Cross‑Platform Surgical Skill Transfer Using Multi‑Modal Learning
Foundation models can significantly improve robotic surgical systems by enabling real‑time perception, adaptive control, and autonomous decision‑making.
About the Project
This project explores a novel framework for robotic surgical systems that enables the transfer of surgical skills across different robotic platforms. Leveraging multi‑modal learning, our approach integrates endoscopic imagery and synchronized joint angle data to bridge the gap between platforms with limited sensor information.
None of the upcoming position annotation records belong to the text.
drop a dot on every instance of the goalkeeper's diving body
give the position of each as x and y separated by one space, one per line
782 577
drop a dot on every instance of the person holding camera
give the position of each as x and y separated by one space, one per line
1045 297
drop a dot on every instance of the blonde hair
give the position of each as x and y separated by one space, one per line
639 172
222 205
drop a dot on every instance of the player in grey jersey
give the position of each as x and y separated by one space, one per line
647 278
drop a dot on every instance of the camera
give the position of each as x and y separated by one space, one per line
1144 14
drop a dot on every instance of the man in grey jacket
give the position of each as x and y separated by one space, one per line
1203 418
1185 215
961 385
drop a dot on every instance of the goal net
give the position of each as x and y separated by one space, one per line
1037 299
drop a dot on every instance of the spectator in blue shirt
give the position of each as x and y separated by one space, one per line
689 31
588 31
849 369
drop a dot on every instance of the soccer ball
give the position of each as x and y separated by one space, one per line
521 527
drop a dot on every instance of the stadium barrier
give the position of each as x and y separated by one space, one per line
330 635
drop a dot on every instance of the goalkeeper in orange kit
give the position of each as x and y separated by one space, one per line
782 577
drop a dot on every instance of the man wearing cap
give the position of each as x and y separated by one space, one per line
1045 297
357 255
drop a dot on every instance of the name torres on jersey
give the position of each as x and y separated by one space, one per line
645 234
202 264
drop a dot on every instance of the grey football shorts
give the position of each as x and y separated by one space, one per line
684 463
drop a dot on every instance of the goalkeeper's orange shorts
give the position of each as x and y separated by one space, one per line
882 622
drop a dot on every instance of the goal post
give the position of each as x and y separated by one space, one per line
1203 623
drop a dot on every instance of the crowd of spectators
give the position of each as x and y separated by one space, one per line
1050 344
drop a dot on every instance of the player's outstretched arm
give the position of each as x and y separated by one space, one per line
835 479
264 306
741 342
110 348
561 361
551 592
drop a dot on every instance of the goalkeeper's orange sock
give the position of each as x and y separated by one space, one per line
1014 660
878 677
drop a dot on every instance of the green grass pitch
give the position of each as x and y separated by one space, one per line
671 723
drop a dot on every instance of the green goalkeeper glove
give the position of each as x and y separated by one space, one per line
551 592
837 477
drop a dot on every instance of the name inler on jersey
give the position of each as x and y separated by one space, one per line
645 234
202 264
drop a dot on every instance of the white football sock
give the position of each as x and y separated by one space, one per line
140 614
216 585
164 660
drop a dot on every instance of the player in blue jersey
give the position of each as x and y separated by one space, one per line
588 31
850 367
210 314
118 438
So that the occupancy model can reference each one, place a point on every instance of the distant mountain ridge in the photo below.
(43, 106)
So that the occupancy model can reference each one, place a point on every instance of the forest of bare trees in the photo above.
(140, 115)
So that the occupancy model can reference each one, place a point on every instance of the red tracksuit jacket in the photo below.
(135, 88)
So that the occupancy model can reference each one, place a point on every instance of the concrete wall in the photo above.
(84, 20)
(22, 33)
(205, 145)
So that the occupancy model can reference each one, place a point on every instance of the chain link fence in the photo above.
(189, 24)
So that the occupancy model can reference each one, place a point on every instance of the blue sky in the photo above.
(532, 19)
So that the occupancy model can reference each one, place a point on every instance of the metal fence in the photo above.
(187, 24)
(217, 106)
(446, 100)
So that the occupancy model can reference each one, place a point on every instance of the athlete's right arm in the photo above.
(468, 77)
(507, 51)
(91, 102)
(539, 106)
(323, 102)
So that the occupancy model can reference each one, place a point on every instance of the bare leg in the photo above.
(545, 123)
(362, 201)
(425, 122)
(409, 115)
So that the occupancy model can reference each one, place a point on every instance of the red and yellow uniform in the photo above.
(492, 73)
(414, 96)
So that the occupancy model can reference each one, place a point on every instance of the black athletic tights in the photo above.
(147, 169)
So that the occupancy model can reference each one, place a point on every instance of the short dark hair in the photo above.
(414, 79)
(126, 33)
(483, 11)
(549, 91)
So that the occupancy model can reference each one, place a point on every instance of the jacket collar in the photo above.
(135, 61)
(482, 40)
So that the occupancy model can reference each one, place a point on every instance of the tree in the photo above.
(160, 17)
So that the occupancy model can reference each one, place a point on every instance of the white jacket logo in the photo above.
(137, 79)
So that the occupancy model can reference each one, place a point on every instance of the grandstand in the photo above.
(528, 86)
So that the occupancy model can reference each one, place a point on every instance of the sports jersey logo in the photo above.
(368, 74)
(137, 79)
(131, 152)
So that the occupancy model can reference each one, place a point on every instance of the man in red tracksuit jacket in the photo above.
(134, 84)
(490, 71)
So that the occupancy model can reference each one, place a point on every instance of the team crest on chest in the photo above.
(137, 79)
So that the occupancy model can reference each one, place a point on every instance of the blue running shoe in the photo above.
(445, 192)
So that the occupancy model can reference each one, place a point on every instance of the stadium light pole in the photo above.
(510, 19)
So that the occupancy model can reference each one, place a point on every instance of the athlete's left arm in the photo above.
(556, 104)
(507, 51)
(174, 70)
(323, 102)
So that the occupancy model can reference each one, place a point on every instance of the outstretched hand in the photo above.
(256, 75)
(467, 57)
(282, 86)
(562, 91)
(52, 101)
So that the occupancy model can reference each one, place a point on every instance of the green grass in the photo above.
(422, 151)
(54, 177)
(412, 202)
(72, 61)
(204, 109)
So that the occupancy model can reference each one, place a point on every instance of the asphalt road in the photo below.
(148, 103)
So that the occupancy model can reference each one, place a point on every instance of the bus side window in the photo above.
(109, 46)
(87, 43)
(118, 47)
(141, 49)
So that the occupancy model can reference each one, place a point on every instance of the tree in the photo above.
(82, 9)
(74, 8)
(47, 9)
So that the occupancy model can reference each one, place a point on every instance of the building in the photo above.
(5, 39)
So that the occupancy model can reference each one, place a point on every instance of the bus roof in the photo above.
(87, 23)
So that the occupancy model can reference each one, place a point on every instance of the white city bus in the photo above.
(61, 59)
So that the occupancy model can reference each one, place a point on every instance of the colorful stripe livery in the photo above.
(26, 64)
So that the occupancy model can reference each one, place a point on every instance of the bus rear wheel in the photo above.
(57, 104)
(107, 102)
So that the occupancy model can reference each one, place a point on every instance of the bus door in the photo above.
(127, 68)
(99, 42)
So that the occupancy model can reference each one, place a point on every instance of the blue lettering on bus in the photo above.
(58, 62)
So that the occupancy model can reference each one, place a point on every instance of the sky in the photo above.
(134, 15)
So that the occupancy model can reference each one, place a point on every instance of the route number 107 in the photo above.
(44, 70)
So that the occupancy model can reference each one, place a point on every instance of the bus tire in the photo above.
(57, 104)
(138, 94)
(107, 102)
By combining self‑supervised learning, domain adaptation, and foundation models, the framework paves the way for more generalizable and autonomous surgical robotics.
Multi-platform Data Collection
We collected a comprehensive dataset of synchronized endoscopic videos and joint angle data from multiple robotic surgical platforms; HeroSurg and da Vinci S. This dataset serves as the foundation for training our multi‑modal learning models, enabling them to learn cross‑platform representations of surgical skills.
Trial Overview
Key Innovations
- Multi‑Modal Representation: Fusion of visual and kinematic data for robust skill modeling.
- Cross‑Platform Transfer: Domain adaptation techniques enable generalization across robotic systems.
- Self‑Supervised Joint Estimation: Learning joint motion from video frames when direct data is unavailable.
- Real & Simulated Validation: Evaluated on both real surgical data and physics‑based simulation environments.
This framework has strong implications for robotic surgery training, autonomous skill transfer, and cross‑device compatibility. It reduces reliance on platform‑specific data and accelerates the adoption of AI‑driven robotic surgical assistants. The methodology also extends to teleoperation, rehabilitation, and industrial manipulation.
"Our goal is to enable robotic systems to learn once and adapt everywhere, ensuring skill transfer between different surgical platforms seamlessly."